Это высшая форма суверенитета: когда монарх может объявить войну или помиловать преступника не потому, что это логично, а потому что такова его священная воля.

«Как это чисто! – восторгался он. – Прерогатива – это купол, под которым скрыта сама суть власти. Это право вето бога над хаосом бытия».

В этот момент за соседний столик присела дама в излишне облегающем платье. Она неловко взмахнула рукой, подзывая официанта, и случайно задела сумочкой сахарницу. Сахар рассыпался по скатерти белыми кристаллами.

Глаза Платона Пантелеймоновича сузились. В его голове выстроилась логическая цепочка, стремительная, как падение в бездну.

– Вот вам и наглядная иллюстрация, – пробормотал он, чувствуя, как возвышенная нега сменяется лихорадочным блеском в глазах. – Прерогатива... Ведь право распоряжаться порядком вещей – это, по сути, право на хаос. А кто у нас главный агент хаоса? Женщина. Посмотрите на эту мадам. Она считает своей прерогативой вторгаться в пространство, трясти своими формами, вызывая у приличного интеллектуала немедленный прилив крови не к голове, а к областям куда более приземленным.

Он подался вперед, шепотом обращаясь к ни в чем не повинному фикусу:

– Вы думаете, король имеет право на помилование? Ерунда! Настоящая прерогатива – это когда такая вот пышная кобылица решает, дать тебе сегодня или заставить три часа слушать ее нытье про мигрень. Это ее исключительное право на насилие над мужским рассудком! Она ведь специально так села, чтобы кружево на чулке было видно – это же чистой воды узурпация власти.

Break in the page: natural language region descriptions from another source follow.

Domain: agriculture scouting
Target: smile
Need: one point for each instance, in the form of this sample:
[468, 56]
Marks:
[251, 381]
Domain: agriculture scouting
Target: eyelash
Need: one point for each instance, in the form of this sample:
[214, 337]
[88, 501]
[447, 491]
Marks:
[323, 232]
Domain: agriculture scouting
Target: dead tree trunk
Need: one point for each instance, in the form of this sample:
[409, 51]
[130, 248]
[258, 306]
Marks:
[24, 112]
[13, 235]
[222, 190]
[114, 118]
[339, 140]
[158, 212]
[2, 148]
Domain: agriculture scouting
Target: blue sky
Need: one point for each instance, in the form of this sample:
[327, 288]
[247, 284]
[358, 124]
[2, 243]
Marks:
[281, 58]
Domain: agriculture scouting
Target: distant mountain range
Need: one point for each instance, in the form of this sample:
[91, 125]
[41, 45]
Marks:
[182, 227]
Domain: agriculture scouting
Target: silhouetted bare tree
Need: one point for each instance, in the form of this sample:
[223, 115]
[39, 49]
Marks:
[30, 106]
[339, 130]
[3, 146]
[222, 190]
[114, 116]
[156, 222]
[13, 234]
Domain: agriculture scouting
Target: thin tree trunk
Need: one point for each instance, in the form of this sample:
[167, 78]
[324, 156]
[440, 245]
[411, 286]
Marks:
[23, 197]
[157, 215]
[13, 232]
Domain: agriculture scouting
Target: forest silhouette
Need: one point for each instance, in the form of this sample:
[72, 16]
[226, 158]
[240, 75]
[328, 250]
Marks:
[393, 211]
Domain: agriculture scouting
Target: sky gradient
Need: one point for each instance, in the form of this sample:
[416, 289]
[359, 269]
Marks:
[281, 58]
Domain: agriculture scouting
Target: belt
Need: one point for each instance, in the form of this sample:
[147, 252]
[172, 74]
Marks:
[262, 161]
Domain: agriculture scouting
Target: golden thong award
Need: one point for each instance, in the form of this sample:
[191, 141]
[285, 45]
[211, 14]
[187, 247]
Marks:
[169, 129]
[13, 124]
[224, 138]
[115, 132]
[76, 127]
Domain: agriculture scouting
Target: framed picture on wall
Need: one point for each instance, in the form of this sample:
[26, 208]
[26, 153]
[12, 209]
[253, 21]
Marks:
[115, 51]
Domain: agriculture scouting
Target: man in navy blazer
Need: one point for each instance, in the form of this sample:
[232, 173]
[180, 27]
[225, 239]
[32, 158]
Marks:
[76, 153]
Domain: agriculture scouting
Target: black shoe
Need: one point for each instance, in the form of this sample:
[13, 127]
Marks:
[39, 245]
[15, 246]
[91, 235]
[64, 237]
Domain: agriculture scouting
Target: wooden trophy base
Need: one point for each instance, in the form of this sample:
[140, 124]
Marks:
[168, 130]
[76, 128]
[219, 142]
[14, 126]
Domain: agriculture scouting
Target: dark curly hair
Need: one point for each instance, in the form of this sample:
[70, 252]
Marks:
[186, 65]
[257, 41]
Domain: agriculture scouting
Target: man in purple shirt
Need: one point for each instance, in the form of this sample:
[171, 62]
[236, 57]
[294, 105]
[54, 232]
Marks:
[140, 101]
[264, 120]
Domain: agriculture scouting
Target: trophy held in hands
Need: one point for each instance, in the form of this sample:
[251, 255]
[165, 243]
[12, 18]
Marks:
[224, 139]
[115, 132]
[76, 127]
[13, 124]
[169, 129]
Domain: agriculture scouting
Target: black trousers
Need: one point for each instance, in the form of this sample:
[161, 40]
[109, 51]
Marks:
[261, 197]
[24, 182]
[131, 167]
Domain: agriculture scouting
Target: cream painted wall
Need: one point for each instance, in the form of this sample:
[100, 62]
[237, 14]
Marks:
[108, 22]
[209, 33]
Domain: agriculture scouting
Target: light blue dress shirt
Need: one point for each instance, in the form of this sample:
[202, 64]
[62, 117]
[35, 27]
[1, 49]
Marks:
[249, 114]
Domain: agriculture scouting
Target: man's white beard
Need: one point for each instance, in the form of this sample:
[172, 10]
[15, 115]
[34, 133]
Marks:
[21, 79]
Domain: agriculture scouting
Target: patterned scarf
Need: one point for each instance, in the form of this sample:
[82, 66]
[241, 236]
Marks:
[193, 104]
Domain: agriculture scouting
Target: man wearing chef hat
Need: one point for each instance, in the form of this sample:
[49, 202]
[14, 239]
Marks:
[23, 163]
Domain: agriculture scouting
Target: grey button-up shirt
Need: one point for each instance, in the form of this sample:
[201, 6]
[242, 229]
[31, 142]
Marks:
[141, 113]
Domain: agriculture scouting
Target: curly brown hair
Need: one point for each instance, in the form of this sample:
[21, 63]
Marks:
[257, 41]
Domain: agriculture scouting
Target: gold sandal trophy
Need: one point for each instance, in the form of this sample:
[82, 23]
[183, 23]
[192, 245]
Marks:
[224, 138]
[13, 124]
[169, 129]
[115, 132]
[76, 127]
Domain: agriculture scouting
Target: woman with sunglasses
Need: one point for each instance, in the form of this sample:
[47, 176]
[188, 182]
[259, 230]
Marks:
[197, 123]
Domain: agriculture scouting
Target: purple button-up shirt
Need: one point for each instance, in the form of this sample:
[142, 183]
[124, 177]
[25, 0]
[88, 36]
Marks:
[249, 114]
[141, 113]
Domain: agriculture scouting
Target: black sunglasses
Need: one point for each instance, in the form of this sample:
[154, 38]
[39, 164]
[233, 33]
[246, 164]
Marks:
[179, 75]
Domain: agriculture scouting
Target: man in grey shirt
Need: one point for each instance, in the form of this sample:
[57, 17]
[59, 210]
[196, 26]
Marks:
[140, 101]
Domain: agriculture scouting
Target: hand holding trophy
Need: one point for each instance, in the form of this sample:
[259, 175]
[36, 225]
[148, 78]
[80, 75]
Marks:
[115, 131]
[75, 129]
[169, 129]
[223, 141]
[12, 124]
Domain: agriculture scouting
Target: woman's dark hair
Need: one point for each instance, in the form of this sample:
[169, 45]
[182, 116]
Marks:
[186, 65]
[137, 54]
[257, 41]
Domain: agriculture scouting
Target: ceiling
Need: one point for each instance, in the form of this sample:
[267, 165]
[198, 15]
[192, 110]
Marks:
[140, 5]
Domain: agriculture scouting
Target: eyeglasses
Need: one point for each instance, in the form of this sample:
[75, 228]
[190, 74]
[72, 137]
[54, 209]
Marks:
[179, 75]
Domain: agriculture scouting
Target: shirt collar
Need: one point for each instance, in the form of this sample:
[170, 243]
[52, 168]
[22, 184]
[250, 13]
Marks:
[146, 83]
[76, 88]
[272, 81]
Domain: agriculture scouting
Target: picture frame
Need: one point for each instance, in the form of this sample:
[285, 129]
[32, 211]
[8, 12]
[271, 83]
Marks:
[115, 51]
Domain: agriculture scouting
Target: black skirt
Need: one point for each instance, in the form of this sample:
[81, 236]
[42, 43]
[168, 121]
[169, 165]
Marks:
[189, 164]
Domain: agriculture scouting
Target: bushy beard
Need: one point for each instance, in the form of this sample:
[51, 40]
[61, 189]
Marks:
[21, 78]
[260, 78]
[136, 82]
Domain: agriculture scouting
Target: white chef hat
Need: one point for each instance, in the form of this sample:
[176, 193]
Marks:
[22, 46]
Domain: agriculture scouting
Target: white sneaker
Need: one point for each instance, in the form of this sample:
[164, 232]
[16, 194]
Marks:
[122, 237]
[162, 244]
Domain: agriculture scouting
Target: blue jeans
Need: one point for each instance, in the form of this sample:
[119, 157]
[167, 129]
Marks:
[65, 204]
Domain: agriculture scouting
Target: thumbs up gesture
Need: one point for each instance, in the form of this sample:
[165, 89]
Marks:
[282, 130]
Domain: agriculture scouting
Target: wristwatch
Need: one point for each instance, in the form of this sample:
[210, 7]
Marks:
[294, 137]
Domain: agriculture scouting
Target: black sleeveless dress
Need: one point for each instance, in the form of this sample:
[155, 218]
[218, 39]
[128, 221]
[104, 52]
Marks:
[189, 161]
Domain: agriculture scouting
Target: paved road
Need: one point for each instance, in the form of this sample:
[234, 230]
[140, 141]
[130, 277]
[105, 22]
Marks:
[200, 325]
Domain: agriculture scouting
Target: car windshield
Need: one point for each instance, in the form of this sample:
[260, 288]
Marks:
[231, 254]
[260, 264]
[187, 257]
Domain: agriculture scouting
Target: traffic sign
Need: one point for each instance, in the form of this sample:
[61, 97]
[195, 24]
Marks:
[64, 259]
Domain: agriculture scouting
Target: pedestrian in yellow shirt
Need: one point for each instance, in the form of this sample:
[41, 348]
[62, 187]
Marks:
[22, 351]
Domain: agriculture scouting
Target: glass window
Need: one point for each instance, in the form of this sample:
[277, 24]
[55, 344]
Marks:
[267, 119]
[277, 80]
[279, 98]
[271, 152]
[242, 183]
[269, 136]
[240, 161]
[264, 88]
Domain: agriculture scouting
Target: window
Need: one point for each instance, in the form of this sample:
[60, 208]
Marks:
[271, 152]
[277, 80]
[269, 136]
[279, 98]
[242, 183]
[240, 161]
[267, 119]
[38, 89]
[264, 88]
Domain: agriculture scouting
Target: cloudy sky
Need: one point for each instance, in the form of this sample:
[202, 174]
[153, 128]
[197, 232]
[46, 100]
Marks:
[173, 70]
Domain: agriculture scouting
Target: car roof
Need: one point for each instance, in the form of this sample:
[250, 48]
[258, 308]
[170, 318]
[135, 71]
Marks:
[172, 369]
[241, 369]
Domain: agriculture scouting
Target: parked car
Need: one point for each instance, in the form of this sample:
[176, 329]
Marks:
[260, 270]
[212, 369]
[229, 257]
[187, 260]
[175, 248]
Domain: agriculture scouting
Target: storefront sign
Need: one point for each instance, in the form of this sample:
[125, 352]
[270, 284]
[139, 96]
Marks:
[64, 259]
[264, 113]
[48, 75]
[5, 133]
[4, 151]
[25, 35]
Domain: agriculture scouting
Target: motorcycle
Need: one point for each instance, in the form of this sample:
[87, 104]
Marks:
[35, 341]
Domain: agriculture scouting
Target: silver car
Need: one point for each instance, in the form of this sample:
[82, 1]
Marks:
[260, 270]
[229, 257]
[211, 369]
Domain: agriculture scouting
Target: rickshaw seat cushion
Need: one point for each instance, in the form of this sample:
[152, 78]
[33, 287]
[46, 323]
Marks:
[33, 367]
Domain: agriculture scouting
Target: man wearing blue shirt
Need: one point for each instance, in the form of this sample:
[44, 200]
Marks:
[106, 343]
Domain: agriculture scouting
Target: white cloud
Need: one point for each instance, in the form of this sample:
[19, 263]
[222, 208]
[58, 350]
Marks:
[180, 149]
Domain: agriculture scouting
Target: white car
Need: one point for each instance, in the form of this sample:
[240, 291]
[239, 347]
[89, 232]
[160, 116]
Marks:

Стиль Платона Пантелеймоновича окончательно утратил петербургский лоск.

– Расфуфырилась, понимаешь, пришла тут ляжками своими прерогативу наводить. Сидит, сахар раскидала, как будто это не стол, а ее личный будуар, где она, сволочь такая, правит бал. И ведь понимает, стерва, что я сейчас смотрю не на прерогативу парламента, а на то, как у нее вырез на спине до самого копчика гуляет. Тьфу! Вся мировая политика – это просто попытка мужиков отвоевать хоть кусочек права у этих баб, которые своим естеством любую государственность в кабак превратят. Нацепила юбку по самые гланды и думает, что ей теперь все можно – и вето наложить, и войну объявить, и меня, старого дурака, до инфаркта довести своими сочными... прерогативами!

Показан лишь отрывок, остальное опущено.